Il comitato di Santa Maria a Bitetto chiede verifiche sulle responsabilità per la mancata demolizione
TERAMO . La vicenda del rudere a due passi dal teatro romano finisce in procura. A presentare un esposto sulle condizioni dell’immobile fatiscente che si trova tra via Muzi, vico del cigno e largo Anfiteatro è il comitato di quartiere di Santa Maria Bitetto.
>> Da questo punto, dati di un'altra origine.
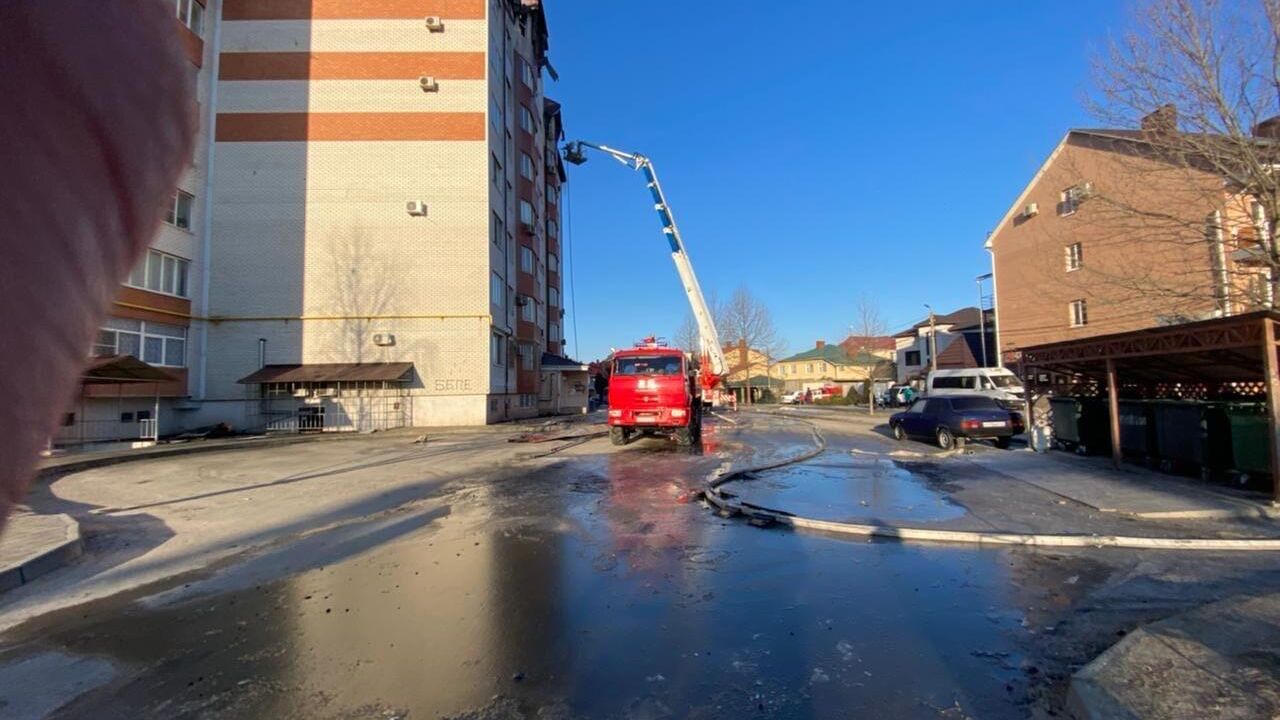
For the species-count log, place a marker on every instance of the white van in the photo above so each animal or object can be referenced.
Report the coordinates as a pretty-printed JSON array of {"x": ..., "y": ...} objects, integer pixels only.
[{"x": 996, "y": 383}]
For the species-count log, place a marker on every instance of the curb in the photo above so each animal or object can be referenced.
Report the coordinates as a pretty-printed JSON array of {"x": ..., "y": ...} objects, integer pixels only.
[
  {"x": 45, "y": 560},
  {"x": 73, "y": 465},
  {"x": 728, "y": 505}
]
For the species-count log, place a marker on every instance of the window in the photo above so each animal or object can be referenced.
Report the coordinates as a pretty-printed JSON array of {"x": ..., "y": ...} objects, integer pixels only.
[
  {"x": 494, "y": 114},
  {"x": 1074, "y": 256},
  {"x": 191, "y": 13},
  {"x": 160, "y": 272},
  {"x": 526, "y": 72},
  {"x": 497, "y": 350},
  {"x": 151, "y": 342},
  {"x": 1079, "y": 314},
  {"x": 497, "y": 291},
  {"x": 178, "y": 213},
  {"x": 1070, "y": 201}
]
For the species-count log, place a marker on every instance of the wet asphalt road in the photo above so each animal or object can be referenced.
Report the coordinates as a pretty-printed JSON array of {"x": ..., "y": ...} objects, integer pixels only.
[{"x": 592, "y": 587}]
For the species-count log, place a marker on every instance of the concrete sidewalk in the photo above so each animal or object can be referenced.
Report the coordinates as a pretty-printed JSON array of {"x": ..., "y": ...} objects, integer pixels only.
[
  {"x": 33, "y": 545},
  {"x": 1130, "y": 491},
  {"x": 1217, "y": 661}
]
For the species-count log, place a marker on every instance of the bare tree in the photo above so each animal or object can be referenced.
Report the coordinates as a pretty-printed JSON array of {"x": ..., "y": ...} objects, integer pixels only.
[
  {"x": 1197, "y": 196},
  {"x": 868, "y": 328},
  {"x": 745, "y": 320}
]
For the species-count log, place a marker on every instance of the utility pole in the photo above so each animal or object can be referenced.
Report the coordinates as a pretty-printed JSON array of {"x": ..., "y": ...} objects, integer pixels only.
[
  {"x": 982, "y": 320},
  {"x": 933, "y": 340}
]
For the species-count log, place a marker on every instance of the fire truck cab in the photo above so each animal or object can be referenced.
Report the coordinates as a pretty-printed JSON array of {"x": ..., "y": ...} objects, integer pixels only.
[{"x": 653, "y": 390}]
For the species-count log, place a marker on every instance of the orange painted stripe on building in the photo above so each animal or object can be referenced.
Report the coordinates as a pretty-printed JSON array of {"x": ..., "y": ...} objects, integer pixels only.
[
  {"x": 282, "y": 127},
  {"x": 351, "y": 9},
  {"x": 351, "y": 65}
]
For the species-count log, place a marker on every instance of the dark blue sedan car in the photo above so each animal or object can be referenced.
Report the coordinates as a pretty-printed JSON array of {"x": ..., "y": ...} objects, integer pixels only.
[{"x": 944, "y": 419}]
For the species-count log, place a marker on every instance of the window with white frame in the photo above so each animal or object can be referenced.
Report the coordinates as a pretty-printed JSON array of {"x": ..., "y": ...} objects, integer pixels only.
[
  {"x": 155, "y": 343},
  {"x": 497, "y": 350},
  {"x": 1070, "y": 201},
  {"x": 526, "y": 72},
  {"x": 191, "y": 13},
  {"x": 1074, "y": 256},
  {"x": 160, "y": 272},
  {"x": 1079, "y": 314},
  {"x": 178, "y": 213}
]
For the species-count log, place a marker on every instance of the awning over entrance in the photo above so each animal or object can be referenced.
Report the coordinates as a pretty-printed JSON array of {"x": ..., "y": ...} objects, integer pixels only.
[
  {"x": 562, "y": 364},
  {"x": 118, "y": 369},
  {"x": 332, "y": 373}
]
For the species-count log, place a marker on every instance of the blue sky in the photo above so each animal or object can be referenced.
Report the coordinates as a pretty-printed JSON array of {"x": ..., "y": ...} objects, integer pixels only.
[{"x": 813, "y": 151}]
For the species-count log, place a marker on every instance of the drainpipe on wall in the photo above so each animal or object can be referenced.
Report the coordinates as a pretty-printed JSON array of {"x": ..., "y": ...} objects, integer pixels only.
[
  {"x": 1221, "y": 287},
  {"x": 208, "y": 224}
]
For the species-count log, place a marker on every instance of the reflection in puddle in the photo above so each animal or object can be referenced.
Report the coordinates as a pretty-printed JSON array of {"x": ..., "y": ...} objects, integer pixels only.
[{"x": 859, "y": 488}]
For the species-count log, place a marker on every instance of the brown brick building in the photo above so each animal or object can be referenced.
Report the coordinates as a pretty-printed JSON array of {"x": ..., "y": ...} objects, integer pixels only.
[{"x": 1111, "y": 236}]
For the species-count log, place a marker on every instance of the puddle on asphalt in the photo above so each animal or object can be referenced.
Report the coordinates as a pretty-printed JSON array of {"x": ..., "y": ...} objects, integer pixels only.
[
  {"x": 849, "y": 488},
  {"x": 620, "y": 602}
]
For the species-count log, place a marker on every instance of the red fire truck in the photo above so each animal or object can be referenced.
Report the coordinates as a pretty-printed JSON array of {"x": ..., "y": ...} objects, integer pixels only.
[
  {"x": 653, "y": 390},
  {"x": 653, "y": 387}
]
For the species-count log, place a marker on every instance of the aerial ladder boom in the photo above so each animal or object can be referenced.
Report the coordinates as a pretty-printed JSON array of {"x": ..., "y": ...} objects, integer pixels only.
[{"x": 712, "y": 352}]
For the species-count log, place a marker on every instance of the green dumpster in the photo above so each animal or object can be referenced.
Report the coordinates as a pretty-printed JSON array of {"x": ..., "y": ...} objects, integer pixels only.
[
  {"x": 1183, "y": 437},
  {"x": 1249, "y": 437},
  {"x": 1137, "y": 429},
  {"x": 1080, "y": 424}
]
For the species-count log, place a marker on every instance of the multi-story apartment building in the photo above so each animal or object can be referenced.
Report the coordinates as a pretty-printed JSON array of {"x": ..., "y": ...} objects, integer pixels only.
[
  {"x": 369, "y": 233},
  {"x": 1123, "y": 229},
  {"x": 151, "y": 317}
]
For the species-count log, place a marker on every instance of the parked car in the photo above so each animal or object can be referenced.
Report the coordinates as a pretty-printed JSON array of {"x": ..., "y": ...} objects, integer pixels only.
[
  {"x": 996, "y": 383},
  {"x": 945, "y": 419}
]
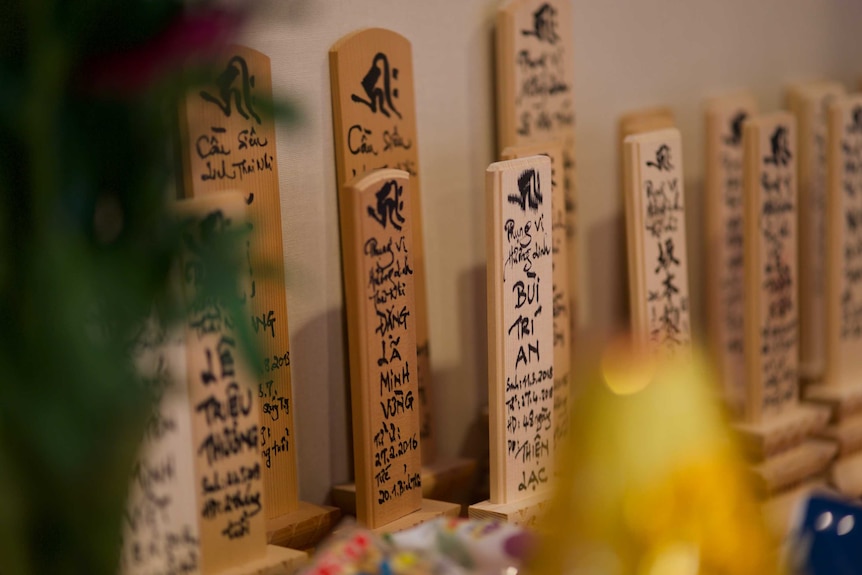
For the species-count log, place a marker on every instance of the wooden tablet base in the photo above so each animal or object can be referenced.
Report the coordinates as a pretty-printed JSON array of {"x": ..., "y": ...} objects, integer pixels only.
[
  {"x": 430, "y": 510},
  {"x": 793, "y": 466},
  {"x": 304, "y": 528},
  {"x": 525, "y": 513},
  {"x": 842, "y": 401},
  {"x": 847, "y": 434},
  {"x": 277, "y": 561},
  {"x": 344, "y": 497},
  {"x": 845, "y": 430},
  {"x": 768, "y": 438},
  {"x": 443, "y": 480},
  {"x": 846, "y": 475}
]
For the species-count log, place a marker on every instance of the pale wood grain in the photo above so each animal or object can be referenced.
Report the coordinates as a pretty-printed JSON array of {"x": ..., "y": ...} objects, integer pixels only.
[
  {"x": 520, "y": 327},
  {"x": 374, "y": 125},
  {"x": 377, "y": 254},
  {"x": 228, "y": 142}
]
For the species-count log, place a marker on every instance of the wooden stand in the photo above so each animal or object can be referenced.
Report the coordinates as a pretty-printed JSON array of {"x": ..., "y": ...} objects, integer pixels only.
[
  {"x": 303, "y": 528},
  {"x": 277, "y": 561},
  {"x": 792, "y": 466},
  {"x": 843, "y": 401},
  {"x": 429, "y": 510},
  {"x": 450, "y": 478},
  {"x": 525, "y": 512},
  {"x": 767, "y": 438}
]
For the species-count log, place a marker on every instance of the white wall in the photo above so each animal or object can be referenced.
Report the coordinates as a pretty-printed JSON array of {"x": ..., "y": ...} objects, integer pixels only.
[{"x": 629, "y": 54}]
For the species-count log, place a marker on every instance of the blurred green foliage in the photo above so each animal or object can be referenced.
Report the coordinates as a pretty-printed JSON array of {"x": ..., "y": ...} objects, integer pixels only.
[{"x": 86, "y": 249}]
Nel documento i residenti della zona, che da anni si battono per la demolizione dell’edificio diroccato e la bonifica dell’area circostante, sollecitano i magistrati alla verifica della sussistenza di «ipotesi di reato a carico degli organi della pubblica amministrazione investiti delle richieste e degli obblighi ad essi spettanti in base alle leggi e ai regolamento vigenti in materia». La richiesta trae spunto dalla mancata attuazione, da parte dei proprietari della struttura, delle ripetute ordinanze del Comune per il decoro e la messa in sicurezza della zona. Gli ultimi due provvedimenti riferiti al rudere sono stati firmati nelle settimane scorse dal commissario Luigi Pizzi, ma non hanno sortito alcun effetto pratico. I residenti segnalano un costante peggioramento della situazione che fa registrare «crolli aumentati con il maltempo» e il degrado urbano prodotto dalla presenza nella zona di immondizia e ratti. La fatiscenza del rudere, ingabbato da anni con impalcature e recinzione da cantiere, ha comportato inoltre la chiusura di via Muzi, nel tratto a ridosso del mercato coperto, «che impedisce il normale accesso pedonale e dei veicoli alle abitazioni e ai garage». Il comitato sottolinea, inoltre, che «numerose abitazioni nella zona, nel rispetto delle norme sul centro storico, sono state ristrutturate con cospicui investimenti da parte di cittadini, che attualmente rischiano il crollo del rudere in questione sulle loro proprietà». Per questo i residenti auspicano che l’esposto «possa portare finalmente ad una definizione urgente ed immediata della vicenda». (g.d.m.)